Prepensionamento lavoratori vittime dell’amianto
Il primo termine è il 16.09.2017, ma l’INPS non ha la modulistica e rifiuta le domande.
Roma – 02 agosto 2017 – Coloro che, hanno contratto “mesotelioma pleurico, mesotelioma pericardico, mesotelioma peritoneale, mesotelioma della tunica vaginale del testicolo, carcinoma polmonare e asbestosi, riconosciuti di origine professionale, ovvero quale causa di servizio, ha diritto al conseguimento di una pensione di inabilità, ancorché non si trovi nell’assoluta e permanente impossibilità di svolgere qualsiasi attività lavorativa. Ai fini del conseguimento del diritto alla pensione di inabilità di cui al primo periodo, il requisito contributivo si intende perfezionato quando risultino versati a favore dell’assicurato almeno cinque anni nell’intera vita lavorativa”.
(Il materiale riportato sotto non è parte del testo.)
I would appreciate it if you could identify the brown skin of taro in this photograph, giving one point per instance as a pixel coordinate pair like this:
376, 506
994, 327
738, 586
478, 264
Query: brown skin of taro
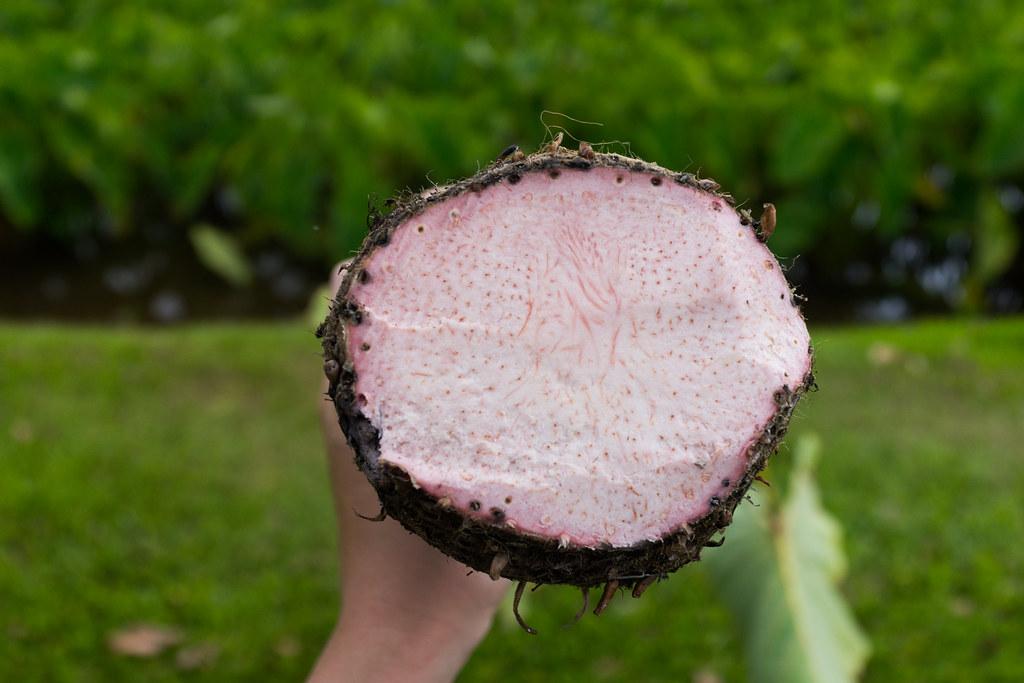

“Questo è il disposto chiaro dell’art. 1 co., 250 della L. 232/16. Fino ad ora l’INPS ha rifiutato di ricevere le domande, sostenendo che mancava il decreto del Ministro del lavoro. Ora che il decreto del Ministro del lavoro è stato pubblicato in G.U. n. 166 del 18.07.2017, l’INPS non ha più scuse. Però continua a rifiutare le domande e il primo termine del 16.09.2017 si avvicina perché il decreto stesso contiene un cronoprogramma che si fonda anche sulle risorse e quelle non spese si perdono. Ed allora, se nel termine del 16.09.2017, le vittime non riescono a presentare le domande, si ingolfa tutto il meccanismo per l’anno dopo e cioè per il secondo termine, quello del 31.03.2018, oltre che perdere un anno. Per questi motivi abbiamo costituito in mora il Ministro del lavoro, il Presidente dell’INPS e, per il caso specifico del Sig. Giannoni, l’INPS di Massa Carrara, chiedendo peraltro che la domanda da questi presentata venga accolta immediatamente” –dichiara l’Avv. Ezio Bonanni, Presidente dell’Osservatorio Nazionale Amianto.
L’Osservatorio Nazionale Amianto ha costituito un dipartimento per assistere le vittime/lavoratori che, riconosciuti per la loro malattia professionale, si vedono impossibilitati ad andare in pensione per il fatto che la burocrazia la fa da padrone, e impedisce l’applicazione dell’art. 1 co. 250 della L. 232/16.